The Battle for Wesnoth

Wesnoth Title.png

The Battle for Wesnoth development team
1.14.15 (stable, released)
1.15.1 (development, released)
October 2, 2005 (version 1.0)
Turn-based strategy
Keyboard, mouse

The Battle for Wesnoth or simply Wesnoth, is a free turn-based strategy game designed in June 2003 by David White. The Battle for Wesnoth is a turn-based strategy war game played on a hex map, with single-player campaigns as well as multi-player matches. A central philosophy in the design of the game is the KISS principle; for a new idea to be accepted, it should not complicate gameplay.

Wesnoth is based on the Sega Genesis game, Master of Monsters and Warsong (also known as Langrisser), although it also strongly resembles Strategic Simulations' 1996 release Fantasy General. White wanted to create a freely-available, open source strategy game that had very simple rules, but had a strong artificial intelligence, and was challenging and fun.
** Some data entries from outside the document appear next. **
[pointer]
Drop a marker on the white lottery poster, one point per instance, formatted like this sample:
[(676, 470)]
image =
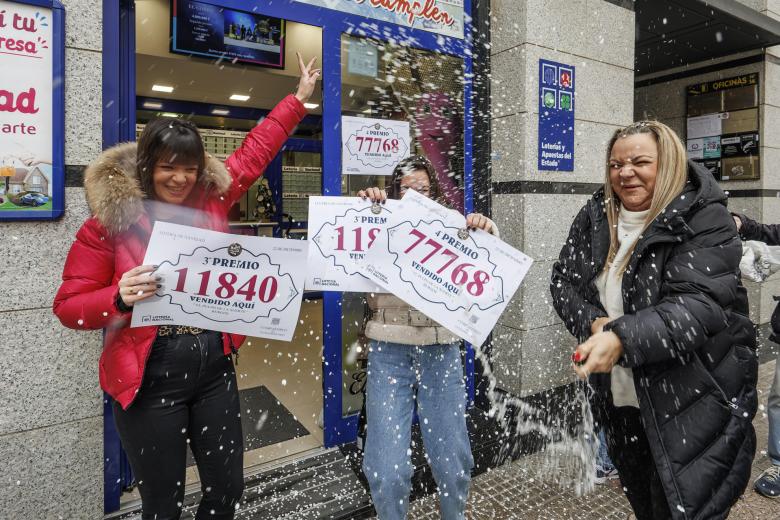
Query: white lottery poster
[(373, 146), (230, 283), (342, 230), (463, 280)]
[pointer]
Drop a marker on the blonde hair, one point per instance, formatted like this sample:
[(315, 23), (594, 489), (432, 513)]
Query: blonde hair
[(672, 174)]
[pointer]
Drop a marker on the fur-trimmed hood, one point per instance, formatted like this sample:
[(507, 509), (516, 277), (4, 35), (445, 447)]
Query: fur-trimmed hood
[(114, 193)]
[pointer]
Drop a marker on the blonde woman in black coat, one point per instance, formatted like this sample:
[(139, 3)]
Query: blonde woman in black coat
[(648, 281)]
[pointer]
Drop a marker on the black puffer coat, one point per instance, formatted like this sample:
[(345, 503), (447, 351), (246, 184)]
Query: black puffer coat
[(770, 234), (686, 335)]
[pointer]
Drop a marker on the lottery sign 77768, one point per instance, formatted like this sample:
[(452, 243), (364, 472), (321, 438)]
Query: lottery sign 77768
[(461, 279)]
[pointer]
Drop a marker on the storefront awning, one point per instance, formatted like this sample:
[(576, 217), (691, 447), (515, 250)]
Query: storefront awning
[(672, 33)]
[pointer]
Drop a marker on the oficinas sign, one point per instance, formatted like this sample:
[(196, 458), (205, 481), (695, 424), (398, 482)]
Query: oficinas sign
[(31, 110)]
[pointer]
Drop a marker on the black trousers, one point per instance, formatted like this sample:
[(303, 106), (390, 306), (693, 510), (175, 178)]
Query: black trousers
[(630, 452), (188, 397)]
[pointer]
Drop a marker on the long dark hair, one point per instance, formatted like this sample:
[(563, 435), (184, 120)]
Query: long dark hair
[(165, 139), (407, 166)]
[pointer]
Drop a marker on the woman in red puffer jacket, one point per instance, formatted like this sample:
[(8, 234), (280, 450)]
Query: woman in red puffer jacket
[(172, 385)]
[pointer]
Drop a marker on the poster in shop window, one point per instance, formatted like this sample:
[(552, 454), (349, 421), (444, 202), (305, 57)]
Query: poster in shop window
[(342, 230), (31, 111), (230, 283), (462, 279), (373, 146)]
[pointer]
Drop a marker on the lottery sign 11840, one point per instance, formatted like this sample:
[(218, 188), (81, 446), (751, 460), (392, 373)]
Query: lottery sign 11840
[(229, 283), (462, 279)]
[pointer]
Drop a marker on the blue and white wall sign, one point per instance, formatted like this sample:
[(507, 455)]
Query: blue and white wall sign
[(556, 116)]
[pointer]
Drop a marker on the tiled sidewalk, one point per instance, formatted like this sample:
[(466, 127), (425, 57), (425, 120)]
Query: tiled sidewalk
[(508, 493)]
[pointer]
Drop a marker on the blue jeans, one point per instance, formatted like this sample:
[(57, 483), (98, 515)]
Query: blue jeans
[(602, 459), (433, 374), (773, 413)]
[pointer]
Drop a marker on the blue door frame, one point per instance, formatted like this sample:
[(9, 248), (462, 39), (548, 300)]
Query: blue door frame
[(119, 125)]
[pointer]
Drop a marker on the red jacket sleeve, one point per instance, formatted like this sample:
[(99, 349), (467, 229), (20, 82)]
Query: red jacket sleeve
[(261, 146), (87, 297)]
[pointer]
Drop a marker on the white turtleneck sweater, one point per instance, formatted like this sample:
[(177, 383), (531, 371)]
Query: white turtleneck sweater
[(609, 284)]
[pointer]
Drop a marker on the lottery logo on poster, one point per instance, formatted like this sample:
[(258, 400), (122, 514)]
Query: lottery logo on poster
[(373, 146), (556, 116), (230, 283), (346, 228)]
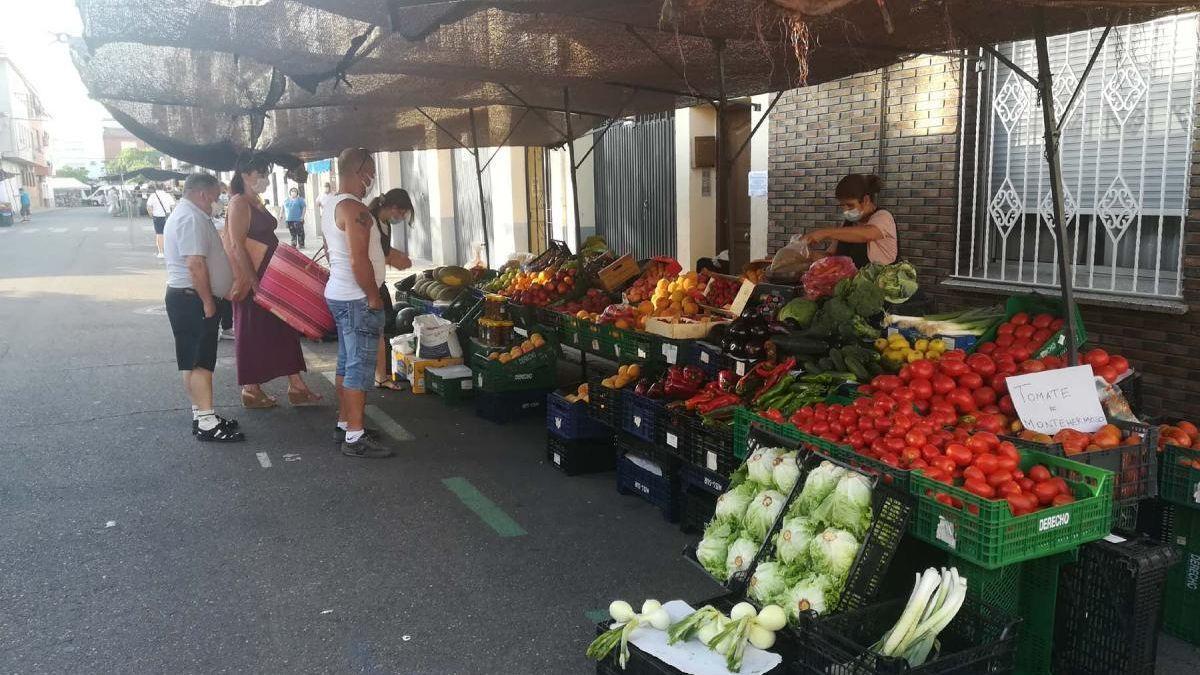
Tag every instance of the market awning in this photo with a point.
(208, 81)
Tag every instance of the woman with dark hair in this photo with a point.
(265, 346)
(868, 233)
(393, 205)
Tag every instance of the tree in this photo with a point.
(77, 173)
(132, 159)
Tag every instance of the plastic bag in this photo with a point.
(436, 338)
(825, 274)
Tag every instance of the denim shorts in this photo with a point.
(358, 341)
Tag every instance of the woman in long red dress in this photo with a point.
(265, 346)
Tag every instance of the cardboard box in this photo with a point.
(412, 369)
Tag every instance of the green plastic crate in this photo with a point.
(1179, 476)
(1181, 601)
(1036, 304)
(987, 533)
(453, 389)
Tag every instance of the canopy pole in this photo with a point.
(570, 157)
(1045, 85)
(479, 183)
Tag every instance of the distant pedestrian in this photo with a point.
(159, 204)
(25, 203)
(355, 273)
(294, 211)
(265, 346)
(198, 275)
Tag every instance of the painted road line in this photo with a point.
(389, 425)
(484, 507)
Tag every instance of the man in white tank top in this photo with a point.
(355, 274)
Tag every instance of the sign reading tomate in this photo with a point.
(1060, 399)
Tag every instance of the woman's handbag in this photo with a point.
(293, 288)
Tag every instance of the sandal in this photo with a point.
(303, 399)
(220, 434)
(257, 401)
(391, 384)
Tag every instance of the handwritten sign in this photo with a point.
(1059, 399)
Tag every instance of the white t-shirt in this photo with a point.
(342, 285)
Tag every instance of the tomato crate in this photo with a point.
(712, 447)
(640, 414)
(979, 639)
(1110, 607)
(1134, 467)
(1035, 304)
(579, 457)
(571, 422)
(987, 533)
(673, 430)
(1181, 607)
(660, 488)
(1180, 476)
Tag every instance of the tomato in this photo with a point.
(959, 454)
(970, 381)
(1045, 491)
(1096, 358)
(979, 488)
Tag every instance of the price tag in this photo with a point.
(946, 532)
(671, 352)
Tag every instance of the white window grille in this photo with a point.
(1126, 154)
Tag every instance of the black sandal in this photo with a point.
(221, 434)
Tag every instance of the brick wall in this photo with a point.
(820, 133)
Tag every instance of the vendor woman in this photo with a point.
(868, 233)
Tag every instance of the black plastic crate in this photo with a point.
(712, 447)
(633, 479)
(640, 414)
(1110, 607)
(978, 639)
(571, 420)
(579, 457)
(504, 406)
(604, 404)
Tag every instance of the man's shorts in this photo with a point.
(196, 336)
(359, 328)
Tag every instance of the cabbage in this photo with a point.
(761, 463)
(763, 512)
(767, 581)
(732, 505)
(711, 550)
(792, 542)
(849, 506)
(786, 472)
(809, 593)
(741, 555)
(820, 482)
(833, 553)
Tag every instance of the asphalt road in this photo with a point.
(127, 547)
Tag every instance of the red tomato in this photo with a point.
(959, 454)
(979, 488)
(1045, 491)
(1096, 358)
Game environment[edit | edit source]

The Battle for Wesnoth is set in a fantasy environment, in which players build armies made up of units from races such as humans, elves, dwarves, orcs, trolls, and more. This includes many custom made races, as anyone can customize the game.

The name Wesnoth was originally developed by the game's creator as a combination of syllables that he thought would sound good as a name for a fantasy land. When the project became larger and more elaborate, the developers created a fictional etymology for the name: the inhabitants of the land of Wesnoth came from the West and North, giving Westnorth, which eventually evolved to Wesnoth. This etymology is explained in the campaign The Rise of Wesnoth.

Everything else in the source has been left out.